Por F. Javier Duplá sj.
Cada vez que acaricias a un niño es Navidad.
Cada vez que abrazas a un abuelo es Navidad.
Cada vez que sonríes con alegría es Navidad.
Cada vez que cuentas un chiste para alegrar a otros es Navidad.
Cada vez que olvidas un juicio negativo sobre ti es Navidad.
Cada vez que visitas un enfermo es Navidad.
Cada vez que das una limosna es Navidad.
Cada vez que adoras al Niño Jesús es Navidad.
Nos cuesta entender que todo un Dios se haya hecho niño; es demasiado grande la distancia entre ese ser infinito y nosotros, pequeños, débiles y mortales. Pero Dios así lo quiso para nuestro gozo y esperanza.

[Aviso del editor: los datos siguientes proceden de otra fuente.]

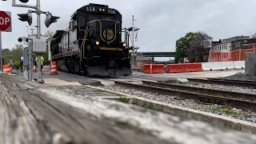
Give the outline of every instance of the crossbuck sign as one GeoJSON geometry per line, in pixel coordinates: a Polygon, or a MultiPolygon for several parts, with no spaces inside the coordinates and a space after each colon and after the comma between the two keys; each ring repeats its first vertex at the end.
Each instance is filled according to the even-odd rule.
{"type": "Polygon", "coordinates": [[[11,13],[0,11],[0,32],[11,32],[11,13]]]}

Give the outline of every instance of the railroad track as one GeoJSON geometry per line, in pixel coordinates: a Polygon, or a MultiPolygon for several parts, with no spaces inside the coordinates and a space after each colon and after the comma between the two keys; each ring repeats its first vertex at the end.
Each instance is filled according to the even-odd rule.
{"type": "Polygon", "coordinates": [[[218,85],[227,85],[235,86],[242,87],[256,88],[256,82],[254,81],[239,81],[231,79],[220,79],[220,78],[187,78],[189,82],[200,82],[200,83],[209,83],[209,84],[218,84],[218,85]]]}
{"type": "Polygon", "coordinates": [[[140,90],[147,90],[162,94],[191,98],[204,102],[217,103],[256,111],[256,94],[228,92],[147,81],[142,82],[145,85],[114,81],[118,85],[140,90]]]}

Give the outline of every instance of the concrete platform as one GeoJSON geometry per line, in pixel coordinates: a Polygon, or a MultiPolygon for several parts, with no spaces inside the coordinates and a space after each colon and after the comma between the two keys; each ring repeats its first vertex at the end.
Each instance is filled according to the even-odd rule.
{"type": "Polygon", "coordinates": [[[244,72],[243,70],[219,70],[219,71],[202,71],[202,72],[187,72],[175,74],[143,74],[134,72],[132,78],[150,78],[162,81],[165,78],[222,78],[235,74],[239,72],[244,72]]]}
{"type": "Polygon", "coordinates": [[[118,94],[81,86],[42,85],[18,76],[0,78],[0,143],[256,142],[253,134],[97,98],[100,94],[122,96],[118,94]]]}
{"type": "Polygon", "coordinates": [[[50,74],[49,71],[43,72],[43,79],[46,83],[52,85],[105,85],[114,86],[115,81],[126,81],[140,84],[141,81],[154,81],[154,82],[167,82],[176,81],[181,79],[186,82],[186,78],[222,78],[235,74],[239,72],[244,72],[242,70],[222,70],[222,71],[202,71],[192,73],[178,73],[178,74],[143,74],[140,72],[134,72],[132,75],[128,77],[120,77],[115,78],[95,78],[86,77],[83,75],[73,74],[66,72],[58,71],[58,74],[50,74]],[[66,81],[70,83],[62,82],[66,81]]]}

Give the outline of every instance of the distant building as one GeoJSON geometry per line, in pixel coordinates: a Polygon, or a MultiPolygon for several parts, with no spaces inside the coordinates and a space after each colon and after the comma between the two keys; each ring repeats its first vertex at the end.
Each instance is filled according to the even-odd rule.
{"type": "Polygon", "coordinates": [[[245,38],[242,39],[242,49],[253,49],[256,48],[256,38],[245,38]]]}
{"type": "Polygon", "coordinates": [[[219,39],[218,41],[211,42],[211,50],[219,51],[222,47],[222,41],[219,39]]]}
{"type": "MultiPolygon", "coordinates": [[[[231,42],[230,51],[242,49],[244,39],[250,38],[250,36],[237,36],[230,38],[230,42],[231,42]]],[[[228,39],[228,38],[227,38],[228,39]]]]}

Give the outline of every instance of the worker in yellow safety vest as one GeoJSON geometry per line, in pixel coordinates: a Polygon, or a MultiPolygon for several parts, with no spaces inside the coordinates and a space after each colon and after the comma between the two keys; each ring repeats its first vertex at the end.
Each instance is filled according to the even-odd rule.
{"type": "MultiPolygon", "coordinates": [[[[34,61],[37,62],[38,62],[38,57],[35,58],[34,61]]],[[[43,62],[45,61],[45,58],[41,56],[41,71],[42,69],[42,66],[43,66],[43,62]]]]}

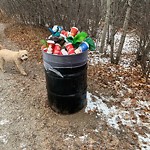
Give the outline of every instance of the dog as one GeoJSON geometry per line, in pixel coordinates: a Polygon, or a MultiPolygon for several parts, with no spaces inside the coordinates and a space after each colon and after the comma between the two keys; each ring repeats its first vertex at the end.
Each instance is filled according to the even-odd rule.
{"type": "Polygon", "coordinates": [[[27,73],[25,72],[21,64],[23,61],[26,61],[27,59],[28,59],[27,50],[11,51],[8,49],[1,49],[0,50],[0,69],[2,70],[2,72],[5,72],[4,70],[5,62],[13,62],[18,68],[19,72],[22,75],[26,76],[27,73]]]}

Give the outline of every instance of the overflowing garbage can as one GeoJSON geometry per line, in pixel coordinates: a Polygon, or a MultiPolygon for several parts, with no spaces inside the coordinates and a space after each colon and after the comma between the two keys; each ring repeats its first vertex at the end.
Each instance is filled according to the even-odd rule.
{"type": "Polygon", "coordinates": [[[49,29],[42,40],[48,104],[57,113],[72,114],[86,105],[88,49],[93,41],[76,27],[66,33],[62,27],[49,29]]]}
{"type": "Polygon", "coordinates": [[[71,114],[86,104],[87,51],[57,56],[43,53],[49,106],[56,112],[71,114]]]}

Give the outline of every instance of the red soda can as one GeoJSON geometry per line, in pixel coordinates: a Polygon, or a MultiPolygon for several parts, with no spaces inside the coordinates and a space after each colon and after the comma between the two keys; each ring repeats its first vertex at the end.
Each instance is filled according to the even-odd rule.
{"type": "Polygon", "coordinates": [[[56,43],[53,49],[53,54],[55,55],[59,55],[60,54],[60,50],[61,50],[61,46],[60,44],[56,43]]]}
{"type": "Polygon", "coordinates": [[[55,42],[52,41],[52,40],[47,40],[47,44],[48,44],[48,46],[51,47],[52,49],[53,49],[54,46],[55,46],[55,42]]]}
{"type": "Polygon", "coordinates": [[[67,43],[67,44],[65,45],[65,47],[66,47],[66,49],[67,49],[69,55],[75,53],[75,52],[74,52],[75,49],[74,49],[72,43],[67,43]]]}
{"type": "Polygon", "coordinates": [[[45,48],[43,49],[43,51],[47,53],[47,51],[48,51],[47,47],[45,47],[45,48]]]}
{"type": "Polygon", "coordinates": [[[70,33],[71,33],[72,36],[75,36],[78,33],[78,31],[79,31],[78,28],[72,27],[71,30],[70,30],[70,33]]]}
{"type": "Polygon", "coordinates": [[[65,31],[65,30],[62,30],[62,31],[61,31],[61,34],[63,34],[65,37],[68,37],[68,32],[65,31]]]}

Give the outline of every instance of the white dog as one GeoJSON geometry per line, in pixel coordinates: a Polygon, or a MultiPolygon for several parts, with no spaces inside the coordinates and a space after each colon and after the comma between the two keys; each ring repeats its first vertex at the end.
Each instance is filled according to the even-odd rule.
{"type": "Polygon", "coordinates": [[[0,69],[2,70],[2,72],[5,72],[5,62],[14,62],[20,73],[22,75],[27,75],[27,73],[24,71],[21,65],[21,63],[27,59],[28,52],[26,50],[11,51],[8,49],[2,49],[0,50],[0,69]]]}

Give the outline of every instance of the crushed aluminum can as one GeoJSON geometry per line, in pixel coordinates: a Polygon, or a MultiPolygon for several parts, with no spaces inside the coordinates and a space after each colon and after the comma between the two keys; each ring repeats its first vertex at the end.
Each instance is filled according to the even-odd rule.
{"type": "Polygon", "coordinates": [[[55,55],[59,55],[60,54],[60,50],[61,50],[61,46],[60,44],[55,44],[54,49],[53,49],[53,54],[55,55]]]}
{"type": "Polygon", "coordinates": [[[61,52],[63,55],[68,55],[68,52],[65,49],[62,49],[61,52]]]}
{"type": "Polygon", "coordinates": [[[72,36],[75,36],[78,33],[78,31],[79,31],[78,28],[72,27],[71,30],[70,30],[70,34],[72,36]]]}

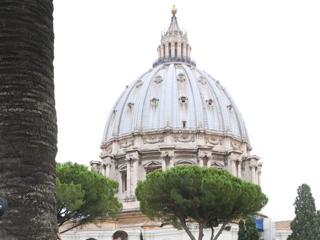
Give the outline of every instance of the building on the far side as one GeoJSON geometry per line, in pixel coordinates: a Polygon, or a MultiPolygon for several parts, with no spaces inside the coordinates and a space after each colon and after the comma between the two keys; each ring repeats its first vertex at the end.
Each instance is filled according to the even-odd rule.
{"type": "MultiPolygon", "coordinates": [[[[188,239],[184,231],[152,221],[140,210],[134,196],[137,182],[158,168],[184,164],[218,168],[261,185],[262,163],[250,154],[240,111],[222,84],[196,67],[174,6],[172,13],[157,48],[158,58],[115,102],[106,124],[100,160],[90,162],[119,182],[117,196],[124,208],[118,222],[104,222],[100,230],[91,224],[86,228],[90,230],[74,232],[66,240],[82,236],[110,238],[116,228],[137,238],[142,230],[148,240],[188,239]]],[[[274,220],[268,223],[274,225],[274,220]]],[[[274,236],[272,228],[275,230],[270,228],[269,235],[274,236]]],[[[238,230],[237,224],[232,224],[220,238],[236,239],[238,230]]],[[[204,234],[204,239],[209,239],[208,232],[204,234]]]]}

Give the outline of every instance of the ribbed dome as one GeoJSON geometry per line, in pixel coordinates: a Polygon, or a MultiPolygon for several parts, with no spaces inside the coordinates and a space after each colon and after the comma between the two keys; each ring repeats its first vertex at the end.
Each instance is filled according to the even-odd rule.
{"type": "Polygon", "coordinates": [[[112,108],[102,142],[168,128],[208,130],[248,142],[244,122],[226,88],[184,62],[158,64],[128,86],[112,108]]]}

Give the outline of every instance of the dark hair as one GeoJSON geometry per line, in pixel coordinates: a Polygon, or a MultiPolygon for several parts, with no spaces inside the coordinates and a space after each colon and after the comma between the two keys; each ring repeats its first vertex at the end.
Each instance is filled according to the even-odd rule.
{"type": "Polygon", "coordinates": [[[112,236],[112,239],[116,239],[118,238],[121,238],[121,240],[128,240],[128,234],[124,231],[116,231],[112,236]]]}

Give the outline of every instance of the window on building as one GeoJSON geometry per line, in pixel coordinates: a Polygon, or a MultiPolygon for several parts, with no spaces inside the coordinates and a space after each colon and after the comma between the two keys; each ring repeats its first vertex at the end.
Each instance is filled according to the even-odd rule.
{"type": "Polygon", "coordinates": [[[122,192],[126,191],[126,172],[121,172],[121,182],[122,182],[122,192]]]}
{"type": "Polygon", "coordinates": [[[187,104],[188,98],[186,96],[180,96],[179,98],[179,102],[180,104],[187,104]]]}

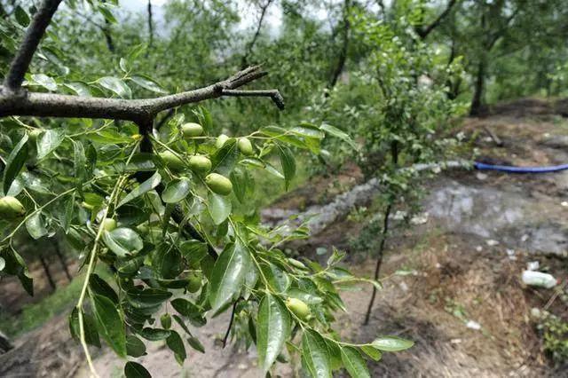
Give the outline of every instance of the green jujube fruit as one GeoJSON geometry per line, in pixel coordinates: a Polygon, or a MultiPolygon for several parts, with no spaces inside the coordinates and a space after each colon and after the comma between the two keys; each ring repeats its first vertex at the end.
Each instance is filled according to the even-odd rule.
{"type": "Polygon", "coordinates": [[[199,123],[184,123],[181,125],[181,132],[185,138],[191,138],[203,135],[203,127],[199,123]]]}
{"type": "Polygon", "coordinates": [[[26,209],[18,199],[11,195],[0,198],[0,218],[17,219],[26,214],[26,209]]]}
{"type": "Polygon", "coordinates": [[[288,298],[286,300],[286,306],[302,320],[305,320],[310,315],[310,308],[308,305],[297,298],[288,298]]]}
{"type": "Polygon", "coordinates": [[[237,142],[237,146],[243,155],[250,156],[255,154],[252,143],[250,143],[250,140],[248,138],[240,138],[237,142]]]}
{"type": "Polygon", "coordinates": [[[218,148],[222,148],[225,146],[225,143],[229,140],[229,137],[225,134],[221,134],[217,138],[215,141],[215,146],[218,148]]]}
{"type": "Polygon", "coordinates": [[[175,155],[171,151],[162,151],[160,153],[160,158],[163,161],[166,167],[170,169],[171,170],[184,170],[185,169],[185,164],[184,161],[175,155]]]}
{"type": "Polygon", "coordinates": [[[110,232],[116,228],[116,221],[113,218],[105,218],[100,223],[100,226],[110,232]]]}
{"type": "Polygon", "coordinates": [[[233,192],[233,184],[225,176],[218,173],[210,173],[205,177],[205,184],[217,194],[229,195],[233,192]]]}
{"type": "Polygon", "coordinates": [[[189,158],[189,168],[197,173],[208,173],[211,170],[211,161],[206,156],[194,155],[189,158]]]}

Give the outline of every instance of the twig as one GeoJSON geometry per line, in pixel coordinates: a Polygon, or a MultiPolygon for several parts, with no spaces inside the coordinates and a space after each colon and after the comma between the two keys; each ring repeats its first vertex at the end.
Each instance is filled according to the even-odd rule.
{"type": "Polygon", "coordinates": [[[0,117],[35,115],[43,117],[102,118],[132,121],[154,120],[163,111],[185,104],[222,96],[270,97],[282,108],[284,102],[278,90],[231,91],[266,75],[260,66],[238,72],[222,82],[207,87],[155,98],[122,99],[88,98],[55,93],[25,92],[16,94],[3,88],[0,95],[0,117]]]}
{"type": "Polygon", "coordinates": [[[233,303],[233,311],[231,311],[231,319],[229,320],[229,326],[227,327],[227,332],[225,333],[225,337],[223,337],[223,348],[227,346],[227,340],[229,339],[229,335],[231,334],[231,328],[233,327],[233,322],[234,321],[234,313],[237,310],[237,303],[239,300],[235,301],[233,303]]]}
{"type": "Polygon", "coordinates": [[[45,29],[51,21],[59,3],[61,0],[43,0],[39,6],[31,24],[26,30],[20,49],[12,60],[10,70],[4,81],[4,90],[3,91],[7,90],[11,92],[17,92],[20,91],[24,75],[32,61],[32,57],[37,50],[39,42],[45,34],[45,29]]]}

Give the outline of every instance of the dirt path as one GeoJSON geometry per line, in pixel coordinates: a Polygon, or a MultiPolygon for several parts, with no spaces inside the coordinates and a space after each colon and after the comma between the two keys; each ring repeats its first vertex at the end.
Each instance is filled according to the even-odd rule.
{"type": "MultiPolygon", "coordinates": [[[[568,123],[552,106],[531,100],[503,106],[500,112],[486,119],[467,120],[463,127],[470,135],[485,126],[503,140],[504,147],[500,148],[482,136],[477,143],[481,160],[518,165],[568,161],[568,123]]],[[[353,187],[359,178],[344,177],[343,189],[353,187]]],[[[520,281],[526,264],[534,260],[556,278],[568,279],[568,172],[537,177],[454,171],[428,186],[427,215],[422,215],[421,224],[400,228],[387,244],[382,271],[384,288],[369,325],[362,326],[370,294],[370,287],[365,287],[342,294],[349,313],[338,314],[335,329],[345,340],[356,342],[368,342],[379,335],[415,341],[411,350],[385,353],[383,361],[370,364],[373,376],[568,377],[568,366],[553,366],[548,359],[530,317],[531,309],[543,307],[553,293],[524,287],[520,281]],[[404,275],[395,274],[401,270],[404,275]]],[[[306,187],[311,189],[299,189],[277,202],[282,214],[297,213],[333,198],[321,194],[318,198],[327,201],[314,201],[314,185],[306,187]]],[[[331,181],[319,179],[315,187],[326,193],[331,181]]],[[[330,250],[332,245],[349,249],[360,224],[335,219],[302,250],[312,254],[319,247],[330,250]]],[[[372,258],[350,256],[350,264],[356,273],[372,274],[372,258]]],[[[549,310],[568,317],[561,301],[553,301],[549,310]]],[[[162,343],[148,343],[149,355],[138,361],[159,377],[260,377],[254,347],[243,352],[219,346],[227,318],[224,314],[209,319],[205,327],[195,329],[207,353],[189,351],[181,368],[162,343]]],[[[59,325],[65,319],[54,321],[59,325]]],[[[60,337],[67,335],[53,323],[41,334],[45,337],[52,329],[59,330],[60,337]]],[[[53,350],[35,357],[48,361],[48,353],[52,361],[53,350]]],[[[50,374],[24,376],[88,376],[84,366],[75,374],[71,357],[65,356],[68,359],[50,374]]],[[[120,376],[123,361],[106,350],[95,365],[103,377],[120,376]]],[[[36,372],[41,372],[39,367],[41,364],[36,372]]],[[[292,376],[294,367],[280,365],[278,373],[292,376]]]]}

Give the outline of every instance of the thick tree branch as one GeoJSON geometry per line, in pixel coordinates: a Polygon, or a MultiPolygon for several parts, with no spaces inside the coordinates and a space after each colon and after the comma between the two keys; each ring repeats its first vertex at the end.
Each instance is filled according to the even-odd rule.
{"type": "Polygon", "coordinates": [[[141,122],[154,120],[155,115],[163,110],[222,96],[270,97],[280,108],[282,108],[282,98],[277,90],[241,91],[239,94],[231,91],[265,75],[266,72],[261,70],[259,66],[254,66],[207,87],[170,96],[142,99],[102,98],[26,91],[14,93],[5,91],[4,87],[0,95],[0,117],[28,115],[104,118],[141,122]]]}
{"type": "Polygon", "coordinates": [[[4,81],[4,90],[3,91],[18,91],[20,90],[24,81],[24,75],[32,61],[32,57],[37,50],[59,3],[61,0],[43,0],[39,6],[31,24],[26,30],[24,40],[10,65],[10,70],[4,81]]]}

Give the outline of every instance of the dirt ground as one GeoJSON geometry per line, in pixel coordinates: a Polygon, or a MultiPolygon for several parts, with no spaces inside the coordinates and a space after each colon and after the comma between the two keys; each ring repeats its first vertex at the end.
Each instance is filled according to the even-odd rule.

Las madres, no nosotros los hombres, sienten y se transportan de gozo cuando un recién nacido les reclama alimento y se lo ponen al pecho. Y lo limpian con gusto cuando se desagua o se hace caquitas. Así lo hizo la Virgen María con ese precioso Niño nacido en Belén.
Tenemos un concepto y una imagen de Dios, tal vez inculcada desde la infancia, como de un Dios todopoderoso, preceptor de los mandamientos, que castiga a los que no los cumplen. Jesús con su nacimiento nos presenta otra imagen de Dios, que escoge lo peor para su hijo: nace en un pueblo poco conocido, en una familia muy pobre, que tiene que emigrar para que no le maten al recién nacido; no pertenece a la casta sacerdotal, sino que es un laico… y de pronto cambia su vida y hace cambiar la de millones y millones que le creen, le siguen, le aman, actúan como él. La natividad nos arroja al misterio de un Dios diferente, muy cercano, inesperado y querido.
Se me ocurre un pensamiento extraño cuando escribo estas ideas: si Jesús tuviera que nacer hoy, ¿dónde lo haría? ¿En un hogar bien acomodado, con un árbol de Navidad cuajado de regalos y una comida abundante con vinos selectos? ¿En una zona de la ciudad de quintas lujosas, con cinco carros en el garaje y televisores en todas las habitaciones? ¿O escogería una familia que vive en un apartamento modesto de un edificio anónimo de la gran ciudad? ¿O iría más bien a nacer entre gente pobre, digamos en un ranchito caraqueño o en una favela brasileña? ¿Tal vez nacería en una familia de desplazados por la persecución política, el hambre o el miedo a la guerra? Son preguntas sin respuesta, porque Jesús ya nació hace dos mil años, pero lo hizo en unas condiciones muy particulares de desplazamiento y de pobreza, que algo deben indicarnos si sabemos usar nuestra cabeza y nuestro corazón.
No nos sentimos cómodos ante el hecho del nacimiento pobre de Jesús y por eso lo hemos ido desplazando hasta borrarlo prácticamente de nuestra conciencia. Nos parece que ser pobre es lo último, lo indeseable, una situación de la que hay que salir como sea. Y no nos damos cuenta de que la inmensa mayoría de los hombres y mujeres que han existido en toda la historia han sido pobres. Esa ha sido la condición normal de la existencia humana. No digo que la pobreza extrema sea buena, desde luego que no. Pero una pobreza relativa, alejada de lujos innecesarios y de celebraciones ostentosas, abre el corazón a los demás, hace más solidarios, saca del egoísmo e impulsa a compartir. Creo que esa pobreza está más cerca del espíritu de la Navidad que los derroches innecesarios del consumismo de las celebraciones en Occidente.